Aunque el día fuese muy frío, la temperatura en el scriptorium era agradable. No por azar lo habían instalado encima de las cocinas, que irradiaban bastante calor, entre otras causas, porque los conductos de los dos hornos de abajo pasaban por el interior de las pilastras en que se apoyaban las dos escaleras de caracol situadas en los torreones occidental y meridional. En cuanto al torreón septentrional, en la parte opuesta de la gran sala, no tenía escalera, pero sí una gran chimenea encendida que irradiaba un calor muy agradable. Además, el suelo estaba cubierto de paja, por lo que nuestros pasos eran silenciosos. El ángulo menos caldeado era el del torreón oriental, y, en efecto, noté que, como en aquel momento eran menos los monjes allí presentes que los puestos de trabajo disponibles, todos tendían a evitar las mesas situadas en ese sector. Cuando, más tarde, advertí que la escalera de caracol del torreón oriental era la única que no sólo comunicaba, hacia abajo, con el refectorio, sino también, hacia arriba, con la biblioteca, me pregunté si acaso la calefacción de la sala no obedecía a un cálculo cuidadoso, destinado a disuadir a los monjes del deseo de curiosear por aquella parte, y a facilitarle al bibliotecario el control del acceso a la biblioteca.
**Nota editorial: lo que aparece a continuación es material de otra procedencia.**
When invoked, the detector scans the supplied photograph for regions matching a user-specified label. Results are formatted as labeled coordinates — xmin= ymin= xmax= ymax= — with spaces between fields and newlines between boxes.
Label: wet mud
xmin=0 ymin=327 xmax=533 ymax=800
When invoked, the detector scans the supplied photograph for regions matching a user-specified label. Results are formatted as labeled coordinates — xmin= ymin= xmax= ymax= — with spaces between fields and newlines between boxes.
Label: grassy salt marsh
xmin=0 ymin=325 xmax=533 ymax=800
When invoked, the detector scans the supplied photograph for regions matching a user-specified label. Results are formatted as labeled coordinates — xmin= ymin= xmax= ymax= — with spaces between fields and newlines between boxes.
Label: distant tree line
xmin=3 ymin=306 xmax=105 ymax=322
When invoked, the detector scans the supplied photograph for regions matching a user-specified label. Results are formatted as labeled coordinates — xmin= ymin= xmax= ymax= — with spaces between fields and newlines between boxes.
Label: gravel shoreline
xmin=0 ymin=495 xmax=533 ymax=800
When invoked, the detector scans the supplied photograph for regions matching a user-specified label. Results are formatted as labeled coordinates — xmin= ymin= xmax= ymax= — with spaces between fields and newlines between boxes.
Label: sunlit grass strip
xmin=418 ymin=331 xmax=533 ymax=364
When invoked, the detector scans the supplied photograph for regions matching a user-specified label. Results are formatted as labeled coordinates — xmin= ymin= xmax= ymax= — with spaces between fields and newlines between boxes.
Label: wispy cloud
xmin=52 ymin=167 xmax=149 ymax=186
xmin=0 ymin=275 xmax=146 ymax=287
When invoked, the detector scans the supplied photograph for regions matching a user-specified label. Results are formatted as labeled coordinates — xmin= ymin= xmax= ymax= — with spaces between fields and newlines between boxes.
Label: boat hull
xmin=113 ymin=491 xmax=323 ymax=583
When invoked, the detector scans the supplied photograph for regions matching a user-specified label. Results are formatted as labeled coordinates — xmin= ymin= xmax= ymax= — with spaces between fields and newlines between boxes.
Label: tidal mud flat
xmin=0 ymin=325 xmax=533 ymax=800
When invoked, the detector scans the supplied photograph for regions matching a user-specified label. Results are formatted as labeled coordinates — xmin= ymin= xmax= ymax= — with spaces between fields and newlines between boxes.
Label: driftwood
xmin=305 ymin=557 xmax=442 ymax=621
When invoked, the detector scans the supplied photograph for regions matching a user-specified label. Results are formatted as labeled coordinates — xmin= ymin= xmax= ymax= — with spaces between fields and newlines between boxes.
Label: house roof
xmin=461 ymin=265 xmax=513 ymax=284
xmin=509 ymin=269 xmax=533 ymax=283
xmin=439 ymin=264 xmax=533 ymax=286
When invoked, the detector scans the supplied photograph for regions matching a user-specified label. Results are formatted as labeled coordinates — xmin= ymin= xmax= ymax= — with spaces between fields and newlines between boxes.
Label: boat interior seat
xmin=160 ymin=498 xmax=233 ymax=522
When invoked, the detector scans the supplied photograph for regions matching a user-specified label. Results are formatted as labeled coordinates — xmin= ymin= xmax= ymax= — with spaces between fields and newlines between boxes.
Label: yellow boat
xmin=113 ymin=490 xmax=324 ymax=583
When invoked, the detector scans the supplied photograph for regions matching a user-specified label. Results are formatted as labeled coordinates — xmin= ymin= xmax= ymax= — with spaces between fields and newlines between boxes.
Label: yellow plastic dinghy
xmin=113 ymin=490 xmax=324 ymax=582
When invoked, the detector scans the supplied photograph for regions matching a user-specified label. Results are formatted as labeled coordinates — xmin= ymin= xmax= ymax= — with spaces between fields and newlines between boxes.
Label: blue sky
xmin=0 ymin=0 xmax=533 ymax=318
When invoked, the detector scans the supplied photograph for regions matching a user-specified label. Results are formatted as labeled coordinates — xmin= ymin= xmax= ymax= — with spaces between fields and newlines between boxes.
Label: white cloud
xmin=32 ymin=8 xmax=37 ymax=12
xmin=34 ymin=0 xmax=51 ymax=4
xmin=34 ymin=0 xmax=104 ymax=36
Pero quizá fuesen sospechas exageradas, con las que intentaba imitar malamente a mi maestro, pues no tardé en advertir que semejante cálculo no hubiese sido de mucha utilidad en verano… Salvo (me dije) que en verano aquella parte fuera precisamente la más expuesta al sol, y, por consiguiente, también entonces, la menos frecuentada por los monjes.
La mesa del pobre Venancio estaba situada a espaldas de la gran chimenea y era, probablemente, una de las más codiciadas. En aquella época yo no había pasado todavía muchos años en un scriptorium, pero después gran parte de mi vida transcurriría en ellos, de modo que conozco los sufrimientos que el copista, el rubricante y el estudioso deben soportar en sus mesas durante las largas horas invernales, cuando los dedos se entumecen sobre el estilo (porque ya con una temperatura normal, después de escribir durante seis horas, los dedos sienten el terrible calambre del monje y el pulgar duele como si lo estuvieran machacando en un mortero). Y así se explica que a menudo encontremos al margen de los manuscritos frases dejadas por el copista como testimonio de su padecimiento (y de su impaciencia), por ejemplo: «¡Gracias a Dios no falta mucho para que oscurezca!», o «¡Si tuviese un buen vaso de vino!», o «Hoy hace frío, hay poca luz, este pergamino tiene pelos, hay algo que no va». Como dice un antiguo proverbio, tres dedos sostienen la pluma, pero el que trabaja es todo el cuerpo. Trabaja, es decir, sufre.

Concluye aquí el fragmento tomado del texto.